Now, AMPAS has had issues in the past where they’ve almost undone this focus on artisanship, which would have been the end of the Oscars. Last year (2018) they nearly hid the awards for cinematography, editing, and several other technical categories from the television audience because they thought it wouldn’t be interesting to watch. Frankly, that’s the best part of the ceremony! Of course people want to see who wins the Big 5 (picture, director, actor, actress, screenplay). But viewers also want to learn about crafts and worlds they never knew existed. Learning the difference between sound editing or mixing, or finding new voices in the shorts or documentary categories can be eye-opening for anyone. This is definitely true for me – as a kid growing up in Tennessee, dreaming of making cinematic stories, it was through engaging the Oscars that I learned about film-craft and found my calling. The Oscars present a chance for the artists and dreamers of the world to find a home and feel like they belong, and that alone would be worth the watch.
Second, and the reason that APU hosts an Oscar party each year, the Academy Awards present an opportunity for human bonding. Do the Awards themselves matter terribly much? Speaking as a huge fan of the Academy and of the Oscars themselves, no – they don’t. However, I host a party every year for this because I love getting in a room with people who love movies and who have thoughts, opinions, and lives, and learning about them by talking about movies. That’s the reason we do this – to connect with each other.
This year, we had about 20 people attend our Oscar party, both cinema majors and students from around the university. There was so much food, great trivia, and wonderful conversations about the movies we love.
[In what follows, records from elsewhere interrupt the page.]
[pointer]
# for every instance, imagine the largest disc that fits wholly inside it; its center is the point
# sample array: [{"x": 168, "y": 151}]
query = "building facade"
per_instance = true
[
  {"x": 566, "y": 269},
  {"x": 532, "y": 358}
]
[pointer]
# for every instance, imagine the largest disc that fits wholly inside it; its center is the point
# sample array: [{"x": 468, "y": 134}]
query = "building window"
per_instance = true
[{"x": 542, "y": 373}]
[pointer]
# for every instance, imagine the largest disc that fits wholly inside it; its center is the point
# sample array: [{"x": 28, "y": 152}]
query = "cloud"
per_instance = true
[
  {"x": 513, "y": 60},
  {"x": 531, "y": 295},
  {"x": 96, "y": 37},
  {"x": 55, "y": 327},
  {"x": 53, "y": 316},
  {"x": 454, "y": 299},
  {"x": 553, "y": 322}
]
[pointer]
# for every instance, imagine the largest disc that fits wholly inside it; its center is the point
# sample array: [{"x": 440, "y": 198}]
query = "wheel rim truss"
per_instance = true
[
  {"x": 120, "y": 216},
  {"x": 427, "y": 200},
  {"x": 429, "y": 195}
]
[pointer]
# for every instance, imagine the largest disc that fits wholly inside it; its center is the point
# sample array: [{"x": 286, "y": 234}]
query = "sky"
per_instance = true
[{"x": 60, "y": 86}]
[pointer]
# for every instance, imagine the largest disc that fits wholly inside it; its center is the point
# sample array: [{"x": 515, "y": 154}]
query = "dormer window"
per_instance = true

Getting in friendly arguments about who really deserved Best Animated Feature or Best Song, cheering on surprise winners like Hair Love, fanboying out at the official announcement of the opening date for the new Academy Museum (you know where I’ll be on December 14th, 2020!), and celebrating with the nation of South Korea as they went from never having won an Oscar before to four of the biggest prizes, including the first Best Picture for an international film in the 91 year history of the awards. Those are great memories we will take away from this year’s event.
I say all this to promote one thing: enjoy the Oscars. Don’t take them as an objective, overall statement of what really is the best film of the year. View the awards as a chance to learn something new, discover a few new films and artists, and to share quality time fellowshipping with friends. The people in the room with you matter way more than the nominees do. Find the parts you care about most and invest in those categories, but more than anything invest in the friends and family you hang out with as you watch the Academy open a few envelopes. And next year, if you don’t have anything to do come mid-February (assuming they don’t move it up again), come hang out and watch the Oscars with a bunch of cinephiles in the Cinematic Arts Department. Good time, guaranteed.